Freediver: Triton Down launched quietly at the end of May, and while the $9 price reflects its short playtime, the title demonstrates a strong grasp of VR game design with a ‘swimming’ locomotion mechanic which is woven into the underlying gameplay.
From developer Archiact, Freediver: Triton Down is a total departure (in all the right ways) from the studio’s previous title, Evasion (2018). It’s a short but worthwhile narrative adventure about an oceanographer who gets caught in a capsized research vessel after discovering something unexpected in a cave in the ocean depths.
With a running time of roughly an hour, Triton Down is small in scope but big on VR game design. The game is built entirely around a ‘swimming’ locomotion system which is more than just a way to get the player from A to B. Not only does it allow you to seamlessly navigate in 3D space underwater, it creates a built-in tension between movement and survival as the player has to surface for air or risk drowning. This effectively puts a time limit on puzzle solving which is always in the back of your head, especially as the oxygen indicator on your arm beeps as it gets closer to 0%.
Swimming works by pulling the triggers and then swinging both arms at the same time to stroke, pushing you in the desired direction. If you want to turn artificially you can swing just one arm at a time which will rotate your body. To me this felt just a little bit odd and I preferred to simply rotate my real body in place (of course that meant I had to deal with the cord). There’s settings to adjust how much speed and momentum you get from each stroke; I found the default to be a good balance between ‘realism’ and not feeling like you’re playing the game to get workout.
In addition to swimming, you can also grab pretty much any part of the terrain to pull yourself along. This is not only convenient and natural, Triton Down smartly uses it as a means of getting through areas of high water current that is flowing too fast for you to swim against.
The game is essentially a narrative adventure with some light puzzle solving. And while neither the story nor the puzzles get particularly deep, it’s fun just to be part of the adventure as it unfolds.
Exploring the capsized vessel with swimming locomotion allows the game to make interesting use of space as players explore areas made foreign by their upside down orientation. The game does a good job of making players feel embodied with its interactions. There’s the terrain to grab, doors and levers to pull, oxygen refill stations, glow sticks for lighting your way, and the oxygen gauge on your wrist which you’ll be referencing often. Smart use of lights a several points throughout the game lets you catch a glimpse of yourself using your arms to swim through the world which adds to the embodied feeling.

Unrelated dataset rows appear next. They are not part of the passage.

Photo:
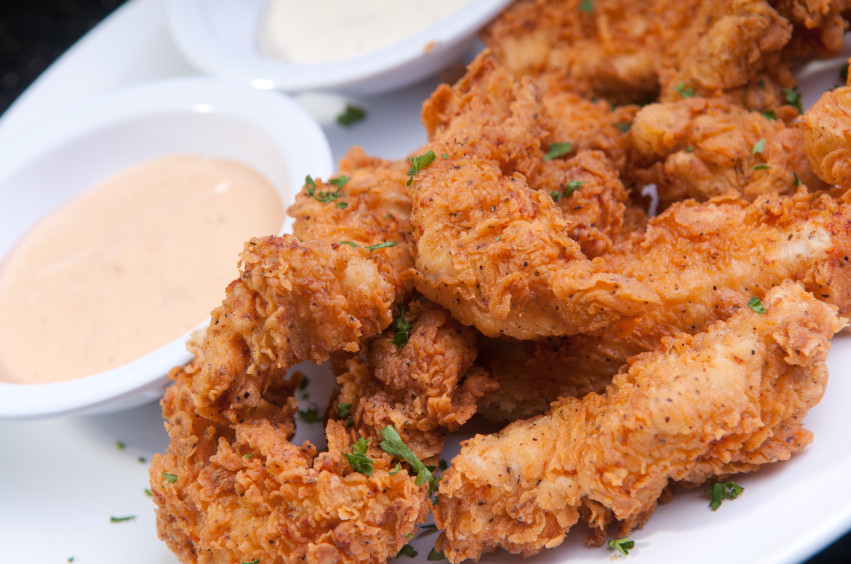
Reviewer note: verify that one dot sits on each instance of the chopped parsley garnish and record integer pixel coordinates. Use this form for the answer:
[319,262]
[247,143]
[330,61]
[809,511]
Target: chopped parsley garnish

Despite a lot of smart VR game design on display, Triton Down does make a few odd missteps for immersion; at the start of the game the player inexplicably sees themselves through the perspective of another character (why?), and the handful of cutscenes strangely cut to a disembodied third-person view.
Considering the small scope and low cost of the game, however, it’s easy to forgive these flaws for what is otherwise an immersive VR adventure worth taking. Compared to Evasion, Archiact’s previous game, Freediver: Triton Down is a breath of fresh air thanks to its engaging interactivity and thoughtful VR design. I hope to see the studio embrace this approach and apply it on a larger scale to future titles.